Brilliant ring of light found hiding around supermassive black hole

Jon Kelvey
·2 min read
(Event Horizon Telescope collaboration et al.)
(Event Horizon Telescope collaboration et al.)

Scientists studying the first-ever image taken of a supermassive black hole have uncovered a brilliant ring of light hiding beneath the fiery orange glow surrounding it, confirming a longstanding theory about black holes.

In 2019, scientists used the Event Horizon Telescope to create the first-ever image of the supermassive black hole at the heart of the galaxy M87, some 53 million light years from Earth.

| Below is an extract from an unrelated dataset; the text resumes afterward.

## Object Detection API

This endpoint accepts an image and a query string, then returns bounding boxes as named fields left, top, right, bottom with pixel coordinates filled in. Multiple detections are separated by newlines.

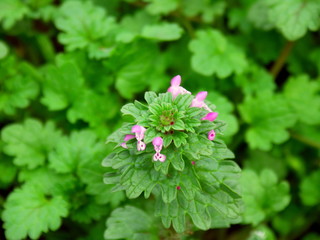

The resulting image of a fuzzy dark circle wreathed in what looks like orange flame was immediately likened to the “Eye of Sauron” from The Lord of the Rings by one of the scientists working on the project.

The orange glow seen in the 2019 image results from the intense heating of gas and dust as it whirls in ever-tighter orbits before disappearing down the one-way maw of the black hole.

But scientists knew that, theoretically, there should be a band of bright light wrapped around the black hole in M87 as well, a ring made of light particles, or photons, bent all the way around the black hole by its immensely powerful gravity.

Now, a team led by University of Waterloo astrophysicist Avery Broderick has reprocessed the original Event Horizon Telescope Data and revealed the predicted ring, a bright ribbon of light around the perimeter of a black hole 6 billion times as massive as our Sun. The results were published Monday in The Astrophysical Journal.

A tight and bright ring of light around the perimeter of the supermassive black hole at the heart of galaxy M87 was revealed in new processing of the first image of the black hole released in 2019 (Broderick et al. 2022, ApJ, 935, 61)
A tight and bright ring of light around the perimeter of the supermassive black hole at the heart of galaxy M87 was revealed in new processing of the first image of the black hole released in 2019 (Broderick et al. 2022, ApJ, 935, 61)

“We turned off the searchlight to see the fireflies,” Dr Broderick said in a statement. “We have been able to do something profound — to resolve a fundamental signature of gravity around a black hole.”

The direct imaging of a black hole, and the new processing of that image, were made possible by the construction of the Event Horizon Telescope, a world wide array of radio telescopes functioning together as one gigantic lens on the radio frequency sky.

That the telescope processes radio frequencies, rather than visual, and coordinates myriad individual telescopes, made the sort of data processing Dr Broderick’s team relied on easier. As a “computational at heart” scientific instrument, he said, “It is as dependent on algorithms as it is upon steel. Cutting-edge algorithmic developments have allowed us to probe key features of the image while rendering the remainder in the EHT’s native resolution.”

While Dr Broderick’s team digs deeper into the 2019 image, the Event Horizon Telescope continues to take new images of the cosmos, including the first-ever image of the supermassive black hole at the center of our own Milky Way galaxy, released in May. Scientists believe supermassive black holes may lurk at the center of most galaxies and may play an important role in galactic evolution.